Secondly, the Gaussian is reparameterizable. Instead of sampling \(z \sim \mathcal{N}(\mu, \sigma^2)\) directly, we can rewrite it as:

\[z = \mu + \Sigma^{1/2} \epsilon, \quad \epsilon \sim \mathcal{N}(0, I).\]

Now, we are sampling from a fixed standard normal \(\epsilon\), and transforming it using differentiable operations involving \(\mu\) and \(\Sigma\). Because \(z\) is now a function of \(\mu\) and \(\Sigma\) its gradients can flow. It makes the entire process differentiable with respect to the parameters because \(\epsilon \sim \mathcal{N}(0, I)\) is independent of these parameters, enabling optimization via gradient descent. In other words, the randomness becomes independent of ones model’s parameters, and the transformation from parameters to the sample becomes differentiable.

Thirdly, even if the true posterior is not Gaussian, many high‑dimensional distributions exhibit approximately Gaussian local behavior (via central limit theorem effects or Laplace approximations). Furthermore, Gaussians are smooth and unimodal, making them a good first approximation for a wide variety of distributions.

Then there is the topic of computational efficiency. Working with Gaussians keeps the variational family simple because (1) linear algebra operations are efficient, (2) sampling is cheap, and (3) we avoid expensive numerical integration or more complex families that would be harder to optimize.
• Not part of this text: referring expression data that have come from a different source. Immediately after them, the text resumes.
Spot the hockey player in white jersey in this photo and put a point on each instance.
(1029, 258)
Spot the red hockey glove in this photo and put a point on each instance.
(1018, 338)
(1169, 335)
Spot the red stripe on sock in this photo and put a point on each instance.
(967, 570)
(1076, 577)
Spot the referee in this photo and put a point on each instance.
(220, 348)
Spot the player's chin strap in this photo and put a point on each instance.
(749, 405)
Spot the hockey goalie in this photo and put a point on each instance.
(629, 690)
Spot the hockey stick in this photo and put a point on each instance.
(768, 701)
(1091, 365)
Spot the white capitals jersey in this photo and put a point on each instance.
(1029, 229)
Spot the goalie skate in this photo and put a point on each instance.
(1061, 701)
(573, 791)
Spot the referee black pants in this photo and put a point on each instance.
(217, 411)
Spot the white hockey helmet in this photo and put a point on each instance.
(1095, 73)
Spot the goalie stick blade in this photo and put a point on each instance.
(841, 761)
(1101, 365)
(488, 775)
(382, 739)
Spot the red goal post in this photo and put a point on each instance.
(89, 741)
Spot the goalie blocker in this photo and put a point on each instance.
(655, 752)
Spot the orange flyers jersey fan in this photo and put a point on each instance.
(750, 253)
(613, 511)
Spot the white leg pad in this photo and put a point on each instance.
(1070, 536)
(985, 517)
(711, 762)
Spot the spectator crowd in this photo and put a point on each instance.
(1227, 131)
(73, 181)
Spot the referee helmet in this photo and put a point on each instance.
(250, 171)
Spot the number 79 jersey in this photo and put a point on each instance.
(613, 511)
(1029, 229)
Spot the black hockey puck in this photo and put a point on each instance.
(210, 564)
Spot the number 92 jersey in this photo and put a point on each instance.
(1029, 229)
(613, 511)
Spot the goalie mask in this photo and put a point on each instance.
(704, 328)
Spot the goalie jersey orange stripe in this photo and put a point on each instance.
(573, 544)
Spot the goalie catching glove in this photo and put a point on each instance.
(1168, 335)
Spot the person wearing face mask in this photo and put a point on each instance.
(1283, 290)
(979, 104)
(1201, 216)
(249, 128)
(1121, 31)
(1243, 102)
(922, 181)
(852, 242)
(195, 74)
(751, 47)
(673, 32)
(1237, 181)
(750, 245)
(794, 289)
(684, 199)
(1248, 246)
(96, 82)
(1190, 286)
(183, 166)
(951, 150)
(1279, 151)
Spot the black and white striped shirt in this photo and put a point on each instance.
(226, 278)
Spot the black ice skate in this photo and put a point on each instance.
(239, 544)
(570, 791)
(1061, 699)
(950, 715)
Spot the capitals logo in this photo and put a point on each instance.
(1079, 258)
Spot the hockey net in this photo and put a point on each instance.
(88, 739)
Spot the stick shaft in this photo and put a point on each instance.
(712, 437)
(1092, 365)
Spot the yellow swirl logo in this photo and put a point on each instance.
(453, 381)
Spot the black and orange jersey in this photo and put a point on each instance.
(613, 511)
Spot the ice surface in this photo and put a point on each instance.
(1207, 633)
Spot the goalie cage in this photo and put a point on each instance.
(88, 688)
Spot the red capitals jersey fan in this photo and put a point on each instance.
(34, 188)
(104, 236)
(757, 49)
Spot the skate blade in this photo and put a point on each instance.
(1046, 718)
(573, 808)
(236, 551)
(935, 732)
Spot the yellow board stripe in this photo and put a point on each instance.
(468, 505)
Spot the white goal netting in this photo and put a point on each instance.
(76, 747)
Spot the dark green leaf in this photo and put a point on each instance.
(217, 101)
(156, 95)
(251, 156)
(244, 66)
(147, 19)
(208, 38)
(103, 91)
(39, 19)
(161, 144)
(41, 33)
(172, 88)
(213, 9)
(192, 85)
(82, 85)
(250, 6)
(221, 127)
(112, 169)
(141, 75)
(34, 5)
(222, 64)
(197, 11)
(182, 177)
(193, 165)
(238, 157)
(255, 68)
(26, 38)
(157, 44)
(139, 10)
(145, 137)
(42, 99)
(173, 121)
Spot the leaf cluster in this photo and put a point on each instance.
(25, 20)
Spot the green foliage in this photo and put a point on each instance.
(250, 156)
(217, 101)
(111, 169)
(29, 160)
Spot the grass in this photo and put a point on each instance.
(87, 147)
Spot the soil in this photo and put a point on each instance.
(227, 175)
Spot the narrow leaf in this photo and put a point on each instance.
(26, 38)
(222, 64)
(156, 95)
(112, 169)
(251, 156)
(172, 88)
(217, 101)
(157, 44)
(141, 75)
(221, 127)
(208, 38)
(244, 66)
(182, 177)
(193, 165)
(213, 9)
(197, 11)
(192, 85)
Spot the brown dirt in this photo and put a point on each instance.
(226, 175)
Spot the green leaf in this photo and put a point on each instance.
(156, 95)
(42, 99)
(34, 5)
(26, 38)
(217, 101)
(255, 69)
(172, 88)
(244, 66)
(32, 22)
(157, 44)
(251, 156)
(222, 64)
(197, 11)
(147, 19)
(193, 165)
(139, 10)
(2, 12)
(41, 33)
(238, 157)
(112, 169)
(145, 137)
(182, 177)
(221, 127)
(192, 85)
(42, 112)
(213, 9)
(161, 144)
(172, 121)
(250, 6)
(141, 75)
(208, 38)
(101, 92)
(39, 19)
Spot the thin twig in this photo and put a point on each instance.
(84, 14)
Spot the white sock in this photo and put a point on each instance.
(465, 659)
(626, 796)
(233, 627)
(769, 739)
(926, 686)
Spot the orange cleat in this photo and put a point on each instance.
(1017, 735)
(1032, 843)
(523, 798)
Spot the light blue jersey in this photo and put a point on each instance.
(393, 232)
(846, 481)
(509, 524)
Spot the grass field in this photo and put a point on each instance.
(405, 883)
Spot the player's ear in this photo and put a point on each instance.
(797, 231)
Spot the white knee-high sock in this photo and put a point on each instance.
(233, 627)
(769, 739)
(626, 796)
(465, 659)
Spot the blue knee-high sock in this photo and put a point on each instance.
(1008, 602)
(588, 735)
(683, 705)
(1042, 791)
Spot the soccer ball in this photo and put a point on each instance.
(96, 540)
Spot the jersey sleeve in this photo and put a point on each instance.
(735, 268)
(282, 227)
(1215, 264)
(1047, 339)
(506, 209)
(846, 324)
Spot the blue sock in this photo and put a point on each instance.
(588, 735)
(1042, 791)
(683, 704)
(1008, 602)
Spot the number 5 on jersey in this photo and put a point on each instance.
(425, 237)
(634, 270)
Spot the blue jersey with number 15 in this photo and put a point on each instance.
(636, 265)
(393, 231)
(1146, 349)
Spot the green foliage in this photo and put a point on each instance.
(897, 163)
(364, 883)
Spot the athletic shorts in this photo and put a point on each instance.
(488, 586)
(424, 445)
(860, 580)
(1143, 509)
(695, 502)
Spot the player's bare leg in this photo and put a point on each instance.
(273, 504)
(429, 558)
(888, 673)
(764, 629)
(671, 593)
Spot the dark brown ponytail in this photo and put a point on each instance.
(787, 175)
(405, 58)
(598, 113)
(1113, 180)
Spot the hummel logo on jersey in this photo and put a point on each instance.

Lastly, this framework is flexible. Even though a single Gaussian is unimodal, we can extend it by using mixtures of Gaussians, normalizing flows, and Gaussian processes (an infinite‑dimensional generalization).

In summary: the Gaussian is used because it strikes the right balance between expressiveness (locally), tractability (closed‑form solutions and gradients), and optimization‑friendliness.

References

  1. Friston, K., Kilner, J., & Harrison, L. (2006). A free energy principle for the brain. Journal of Physiology-Paris, 100(1), 70–87. https://doi.org/10.1016/j.jphysparis.2006.10.001
  2. Razeto-Barry, P. (2012). Autopoiesis 40 years later. A review and a reformulation. Origins of Life and Evolution of Biospheres, 42(6), 543–567. https://doi.org/10.1007/s11084-012-9297-y
  3. Virenque, L. (2024). What is agency? A view from autonomy theory. Biological Theory, 19(1), 11–15. https://doi.org/10.1007/s13752-023-00441-5
  4. Barandiaran, X. E. (2017). Autonomy and enactivism: Towards a theory of sensorimotor autonomous agency. Topoi, 36(3), 409–430. https://doi.org/10.1007/s11245-016-9365-4
  5. Bogotá, J. D. (2024). Where there is life there is mind ... and free energy minimisation? In M. Martín-Villuendas, J. Gefaell, & A. Cuevas-Badallo (Eds.), Life and Mind: Theoretical and Applied Issues in Contemporary Philosophy of Biology and Cognitive Sciences (pp. 171–200). Springer Nature Switzerland. https://doi.org/10.1007/978-3-031-70847-3_8
  6. Varela, F. J. (1997). Patterns of life: Intertwining identity and cognition. Brain and Cognition, 34(1), 72–87. https://doi.org/https://doi.org/10.1006/brcg.1997.0907
  7. Cummins, F. (2014). Agency is distinct from autonomy. Avant: Trends in Interdisciplinary Studies, 5(2), 98–112. https://doi.org/10.26913/50202014.0109.0005
  8. Gabriel, M. (2018). Der Sinn des Denkens. Ullstein Buchverlag.
  9. Tomasello, M. (2024). Die Evolution des Handelns. Suhrkamp.
  10. Friston, K. J. (2011). Embodied inference: or “I think therefore I am, if I am what I think“. In W. Tschacher & C. Bergomi (Eds.), The Implications of Embodiment (Cognition and Communication) (pp. 89–125). Imprint Academic.